If an employer wants to implement collective redundancies there are specific rules governing how such dismissals should be effected. These rules stem from the Collective Redundancy Directive which was implemented in Denmark under The Danish Collective Dismissals Act (lov om kollektive afskedigelser). Amongst other things, these rules make it clear that an employer must notify the competent public authorities before the redundancies take place.
Summary of the case
The case in question concerned a German company which made all of its employees redundant in connection with the solvent liquidation of the company. Amongst the employees who were being made redundant were a director and an unpaid trainee. The trainee did not receive any salary from the company, but received financial support from the German authorities which equated to remuneration for the work she carried out at the company.
One of the redundant employees believed that his dismissal was invalid because the company had not notified the public authorities about the dismissals in accordance with the German rules governing collective redundancies. Under German law, the collective redundancy rules must be followed if a company, which normally employs more than 20 “workers”, makes more than five of these workers redundant.
The company had neither included the director, nor the trainee in the calculation of workers in connection with the dismissals. This meant that a total of 20 workers had not been made redundant by the company and this was the threshold governing when the German collective redundancy rules applied.

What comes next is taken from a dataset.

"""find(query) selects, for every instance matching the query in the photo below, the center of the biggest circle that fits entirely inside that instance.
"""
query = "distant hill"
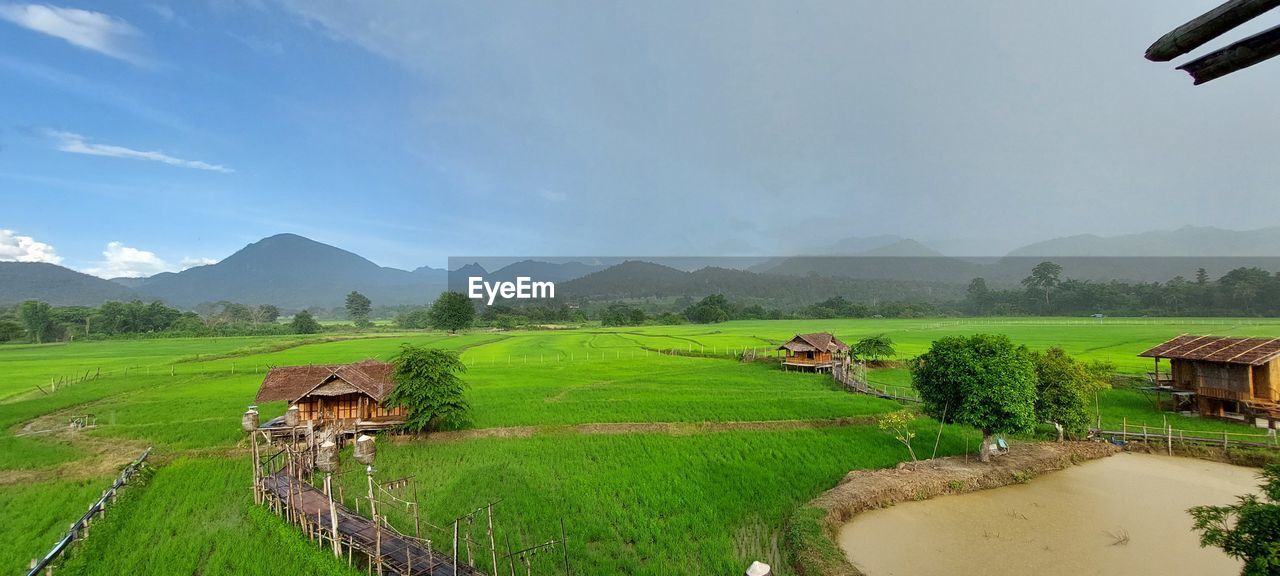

The question before the CJEU was therefore whether the director and the unpaid trainee should be included in the calculation of the total number of workers. If they were to be included, then the company had more than 20 workers and the rules governing collective redundancies should have been complied with.
In connection with the proceedings the German court made a request to the CJEU for a so-called preliminary ruling. The German court wanted to know whether a director, who did not hold any shares in the company, and whether a trainee, who did not receive any salary from the company, fell within the category of “workers” in the Collective Redundancy Directive. Under German law the two roles were, in principle, not included in the concept of “worker”.
Opinion of the CJEU
As one of its first points, the CJEU stated that the concept of ”worker” should be given an autonomous and independent meaning in the EU legal order so that the protection of workers is not undermined by national definitions which limit the concept. The very aim of the directive is to protect workers in collective redundancy situations and the worker concept must therefore not be restrictively interpreted.
The CJEU furthermore held that the concept of “worker” must be defined in accordance with objective criteria which distinguish the employment relationship by reference to the rights and duties of the persons concerned. The obligations in an employment relationship are characterised by the fact that a person will, for a certain period of time, perform services for and under the direction of another person in return for which he receives remuneration.
As regards the director, the CJEU emphasised that he was appointed by the general meeting of shareholders which could, at any time, dismiss him and that the director received remuneration for his work. In addition to this, he was subject to the direction and supervision of the general meeting of shareholders and he was therefore in a relationship of subordination. Furthermore, the director did not own any shares in the company. Against this background, the CJEU held that the director should be taken into account in the calculation of the redundant employees.
Finally, the CJEU held that the trainee was also included in the concept of “worker”, as the traineeship was undertaken under the same terms as those for other workers. In this connection, it was irrelevant whether the remuneration was paid by the company or whether it was financed through public grants.
The judgment shows that the EU concept of “worker” must be construed widely and that directors and trainees can be included in the concept. The Collective Dismissals Act is based on the Collective Redundancy Directive and the Act must therefore be interpreted in accordance with the CJEU’s decision.
This means that any companies contemplating collective redundancies should consider whether, by way of example, their directors or managers employed in similar roles – and who traditionally have not been considered as “workers “ under collective redundancy rules – should now, after all, be included in the calculation of employed workers. Whether this is the case will depend on the director’s actual employment terms, including his or her degree of autonomy, and not least whether the director also owns shares in the company.
The “worker” concept is furthermore also used in a number of other Acts based on EU rules. The CJEU’s demarcation of the concept can therefore also have an impact on not just the interpretation of the Collective Dismissals Act, but also on other Danish legislation which is based on EU rules.